(HEPATOLOGY 2011;) “
“The aim of this study was to elucidate the risk of subsequent biliary malignancy in patients undergoing cyst excision for congenital choledochal cysts. A retrospective analysis of 94 patients who had undergone cyst excision for congenital choledochal cysts was conducted. The median age at the time
of cyst excision and median follow-up time after cyst excision were 7 years and 181 months, respectively. Biliary tract cancer developed in four patients at 13, 15, 23, and 32 years after cyst excision. The cumulative incidences of biliary tract cancer at 15, 20, and 25 years after cyst excision were 1.6%, 3.9%, and 11.3%, respectively. The sites of biliary tract cancer were the intrahepatic (n = 2), hilar (n = 1), and intrapancreatic (n = 1) Ceritinib bile ducts. Of the four patients with biliary tract cancer after cyst excision, three patients underwent surgical resection and one patient received chemo-radiotherapy. The overall cumulative survival rates after treatment in the four patients with biliary tract cancer were 50% at 2 years and 25% at 3 years, with a median survival time of 15 months. The risk of subsequent biliary malignancy in patients undergoing cyst excision for congenital choledochal cysts seems to be relatively high in the
PD-1 antibody inhibitor long-term. The risk of biliary malignancy in the remnant bile duct increases more than 15 years after cyst excision.

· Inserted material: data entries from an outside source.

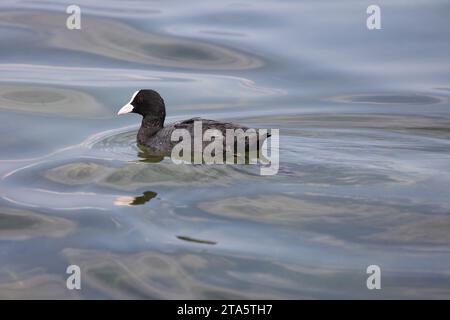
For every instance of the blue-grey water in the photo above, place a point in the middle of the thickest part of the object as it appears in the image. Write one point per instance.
(364, 178)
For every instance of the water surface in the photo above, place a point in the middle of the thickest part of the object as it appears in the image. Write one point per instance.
(365, 150)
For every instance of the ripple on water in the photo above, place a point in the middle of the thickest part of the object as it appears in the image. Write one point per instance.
(117, 40)
(18, 224)
(391, 98)
(50, 100)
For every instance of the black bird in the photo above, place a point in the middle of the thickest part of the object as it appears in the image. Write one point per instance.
(154, 135)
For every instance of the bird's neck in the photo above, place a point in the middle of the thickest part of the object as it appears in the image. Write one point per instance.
(150, 125)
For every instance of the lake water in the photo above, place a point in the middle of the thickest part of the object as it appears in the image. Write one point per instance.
(364, 177)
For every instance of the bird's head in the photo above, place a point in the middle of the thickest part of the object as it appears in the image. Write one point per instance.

Despite an aggressive treatment approach for this condition, subsequent biliary malignancy following cyst excision for congenital choledochal cysts shows an unfavorable outcome. “
“We aimed to determine whether pretreatment serum interferon-γ-inducible protein (IP)-10 concentration can predict response to telaprevir (TVR)-based triple therapy in patients with genotype 1 chronic hepatitis C (CHC), and to examine the effects of IP-10 concentration on liver histology. Baseline IP-10 concentrations were measured in 97 patients with genotype 1 CHC treated with TVR-based
triple therapy, and the associations between baseline IP-10 and treatment outcome were assessed Glutamate dehydrogenase by univariate and multivariate analyses. Associations between baseline serum IP-10 concentration and laboratory data and liver histological findings were also investigated. Median IP-10 concentration in these patients was 461.83 pg/mL (range, 151.35–4297.62). Multivariate analysis showed that IL28B genotype (P = 0.025) and IP-10 level (P = 0.004) were factors significantly predictive of rapid virological response (RVR), whereas in pretreatment factors only, IL28B genotype (P = 0.001) and liver fibrosis (P = 0.035) were independent predictors of sustained virological response. Using a cut-off IP-10 concentration of 460 pg/mL, patients with IL28B risk allele and low IP-10 had a significantly higher RVR rate than those with high IP-10 (P = 0.005). IP-10 concentration was significantly correlated with liver fibrosis (P = 0.001) and inflammation activity (P = 0.